3. 極性の影響
炭酸ガスアーク溶接において適用される逆極性溶接(ワイヤプラス)では、ワイヤ先端の溶滴に発生するアーク点(アークプラズマの陽極)がワイヤ組成の影響を受け難く、正極性溶接(ワイヤマイナス)と比較するとアークが安定化する。しかし、その一方で、アーク発生位置が溶滴の揺動とアークの偏向によって容易に移動するため、スパッタ低減の観点からみるとアーク安定性は十分ではなかった。これに対し、正極性溶接(ワイヤマイナス)では、アークが大きく変位し、傾く。アーク点(陰極)はFeよりも電子放出の容易な FeO等の酸化物に集中するが、酸化物がアーク集中によって破壊され、それによりアーク点が新たな酸化物を求めて移動し続けることにより、アークは著しく不安定になるとされている。そのため、溶滴は粗大になりスパッタ発生も多い。
図3に、逆極性溶接(ワイヤプラス)と正極性溶接(ワイヤマイナス)のアーク現象を模式的に示す。

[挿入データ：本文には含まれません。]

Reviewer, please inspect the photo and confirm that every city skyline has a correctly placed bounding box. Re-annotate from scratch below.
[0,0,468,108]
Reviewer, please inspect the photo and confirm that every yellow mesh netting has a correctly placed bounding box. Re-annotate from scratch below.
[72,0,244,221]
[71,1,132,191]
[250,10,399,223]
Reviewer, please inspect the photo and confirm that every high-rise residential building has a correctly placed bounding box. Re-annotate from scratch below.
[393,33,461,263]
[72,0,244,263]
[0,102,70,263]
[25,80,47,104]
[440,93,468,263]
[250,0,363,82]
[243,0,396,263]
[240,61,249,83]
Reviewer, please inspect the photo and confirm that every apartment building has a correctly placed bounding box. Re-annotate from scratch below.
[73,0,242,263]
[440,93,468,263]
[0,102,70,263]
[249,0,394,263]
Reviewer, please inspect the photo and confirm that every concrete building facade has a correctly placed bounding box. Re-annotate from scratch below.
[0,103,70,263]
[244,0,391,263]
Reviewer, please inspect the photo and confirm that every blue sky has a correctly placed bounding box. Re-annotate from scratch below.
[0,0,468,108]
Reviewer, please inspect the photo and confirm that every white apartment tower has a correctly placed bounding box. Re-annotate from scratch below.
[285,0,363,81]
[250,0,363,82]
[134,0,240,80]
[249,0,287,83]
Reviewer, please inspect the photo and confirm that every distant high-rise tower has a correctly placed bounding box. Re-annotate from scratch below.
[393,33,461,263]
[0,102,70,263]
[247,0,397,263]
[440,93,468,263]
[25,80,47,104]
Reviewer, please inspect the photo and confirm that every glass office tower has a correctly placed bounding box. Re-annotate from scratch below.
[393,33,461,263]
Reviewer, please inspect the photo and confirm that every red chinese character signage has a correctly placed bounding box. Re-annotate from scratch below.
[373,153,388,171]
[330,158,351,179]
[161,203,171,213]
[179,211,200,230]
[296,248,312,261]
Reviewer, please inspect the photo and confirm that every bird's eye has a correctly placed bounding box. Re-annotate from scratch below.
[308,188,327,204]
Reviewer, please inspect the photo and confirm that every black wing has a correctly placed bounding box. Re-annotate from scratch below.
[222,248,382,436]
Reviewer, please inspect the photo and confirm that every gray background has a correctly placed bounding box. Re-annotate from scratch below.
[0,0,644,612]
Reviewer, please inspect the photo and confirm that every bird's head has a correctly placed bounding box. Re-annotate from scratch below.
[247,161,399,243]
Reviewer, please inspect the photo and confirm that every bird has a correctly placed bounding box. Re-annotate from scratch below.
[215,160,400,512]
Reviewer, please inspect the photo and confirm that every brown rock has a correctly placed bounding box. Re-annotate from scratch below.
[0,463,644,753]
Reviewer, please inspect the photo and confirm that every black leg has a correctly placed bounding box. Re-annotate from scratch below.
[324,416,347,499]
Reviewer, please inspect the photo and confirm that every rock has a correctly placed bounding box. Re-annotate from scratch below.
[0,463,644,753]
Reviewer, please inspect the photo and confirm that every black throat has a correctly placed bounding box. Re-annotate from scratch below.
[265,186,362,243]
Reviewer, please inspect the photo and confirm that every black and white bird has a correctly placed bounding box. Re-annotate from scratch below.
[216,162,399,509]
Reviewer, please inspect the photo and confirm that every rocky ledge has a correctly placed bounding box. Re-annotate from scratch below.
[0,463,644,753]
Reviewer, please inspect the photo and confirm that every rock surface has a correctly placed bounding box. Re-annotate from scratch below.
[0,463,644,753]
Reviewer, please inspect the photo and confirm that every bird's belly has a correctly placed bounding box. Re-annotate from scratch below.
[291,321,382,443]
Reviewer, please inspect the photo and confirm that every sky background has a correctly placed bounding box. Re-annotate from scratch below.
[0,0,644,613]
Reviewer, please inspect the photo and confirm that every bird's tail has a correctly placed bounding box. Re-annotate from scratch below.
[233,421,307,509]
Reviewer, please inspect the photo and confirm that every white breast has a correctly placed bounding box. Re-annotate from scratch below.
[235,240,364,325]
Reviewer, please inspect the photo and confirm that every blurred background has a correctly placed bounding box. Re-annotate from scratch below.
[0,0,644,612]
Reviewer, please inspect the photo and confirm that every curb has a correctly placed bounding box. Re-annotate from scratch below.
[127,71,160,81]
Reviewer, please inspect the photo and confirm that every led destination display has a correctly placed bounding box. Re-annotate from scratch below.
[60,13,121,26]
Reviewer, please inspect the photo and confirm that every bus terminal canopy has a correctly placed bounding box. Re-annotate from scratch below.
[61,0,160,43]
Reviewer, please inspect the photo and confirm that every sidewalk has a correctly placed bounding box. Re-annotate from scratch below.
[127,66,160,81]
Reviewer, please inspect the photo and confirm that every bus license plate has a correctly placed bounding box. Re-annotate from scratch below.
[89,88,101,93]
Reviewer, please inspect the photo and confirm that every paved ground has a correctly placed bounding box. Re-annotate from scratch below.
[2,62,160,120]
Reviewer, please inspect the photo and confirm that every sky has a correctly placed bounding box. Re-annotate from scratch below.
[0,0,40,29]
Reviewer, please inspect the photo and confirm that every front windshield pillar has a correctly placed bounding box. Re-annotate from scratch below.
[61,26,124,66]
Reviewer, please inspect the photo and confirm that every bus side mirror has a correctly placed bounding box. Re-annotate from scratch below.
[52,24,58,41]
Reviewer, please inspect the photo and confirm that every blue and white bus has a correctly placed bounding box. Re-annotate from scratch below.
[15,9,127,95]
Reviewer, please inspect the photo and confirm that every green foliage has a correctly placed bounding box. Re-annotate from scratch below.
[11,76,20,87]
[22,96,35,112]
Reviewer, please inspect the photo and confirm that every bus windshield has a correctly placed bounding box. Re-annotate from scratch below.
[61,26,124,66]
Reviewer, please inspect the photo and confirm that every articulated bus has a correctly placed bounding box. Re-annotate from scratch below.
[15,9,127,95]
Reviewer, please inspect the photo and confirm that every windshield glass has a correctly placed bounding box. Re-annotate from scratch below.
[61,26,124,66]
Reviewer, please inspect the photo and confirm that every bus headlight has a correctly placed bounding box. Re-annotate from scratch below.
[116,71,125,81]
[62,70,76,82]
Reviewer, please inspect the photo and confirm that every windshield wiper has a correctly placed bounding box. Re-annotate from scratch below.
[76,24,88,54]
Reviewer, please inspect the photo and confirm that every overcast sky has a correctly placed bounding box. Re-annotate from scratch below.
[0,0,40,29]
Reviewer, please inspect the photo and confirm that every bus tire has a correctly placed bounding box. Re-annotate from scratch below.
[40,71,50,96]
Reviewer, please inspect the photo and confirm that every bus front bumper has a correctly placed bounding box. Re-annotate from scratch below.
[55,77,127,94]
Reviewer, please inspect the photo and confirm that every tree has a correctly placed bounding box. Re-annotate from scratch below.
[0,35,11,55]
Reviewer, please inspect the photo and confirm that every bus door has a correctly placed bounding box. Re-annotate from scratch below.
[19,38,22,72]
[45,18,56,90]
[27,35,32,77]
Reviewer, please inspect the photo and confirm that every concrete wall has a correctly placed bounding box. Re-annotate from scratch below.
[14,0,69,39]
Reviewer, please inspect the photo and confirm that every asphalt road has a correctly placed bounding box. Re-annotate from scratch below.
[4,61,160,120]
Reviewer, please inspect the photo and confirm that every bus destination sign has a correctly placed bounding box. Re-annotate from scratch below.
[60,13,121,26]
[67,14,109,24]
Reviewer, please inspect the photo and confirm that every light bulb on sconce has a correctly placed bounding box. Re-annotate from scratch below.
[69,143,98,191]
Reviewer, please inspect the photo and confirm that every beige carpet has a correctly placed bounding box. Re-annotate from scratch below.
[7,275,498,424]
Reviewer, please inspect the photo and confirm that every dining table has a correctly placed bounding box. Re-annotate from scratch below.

逆極性(ワイヤプラス)の陽極点は比較的安定であるが、正極性(ワイヤマイナス)の陰極点は酸化物に集中し易く不安定である。この不安定なアークによって溶滴は変形し、溶滴移行が妨げられることで粗大化する。しかし、正極性溶接(ワイヤマイナス)においてアーク点(陰極)が安定化されれば、図のように安定なアーク形態が得られると考えられる。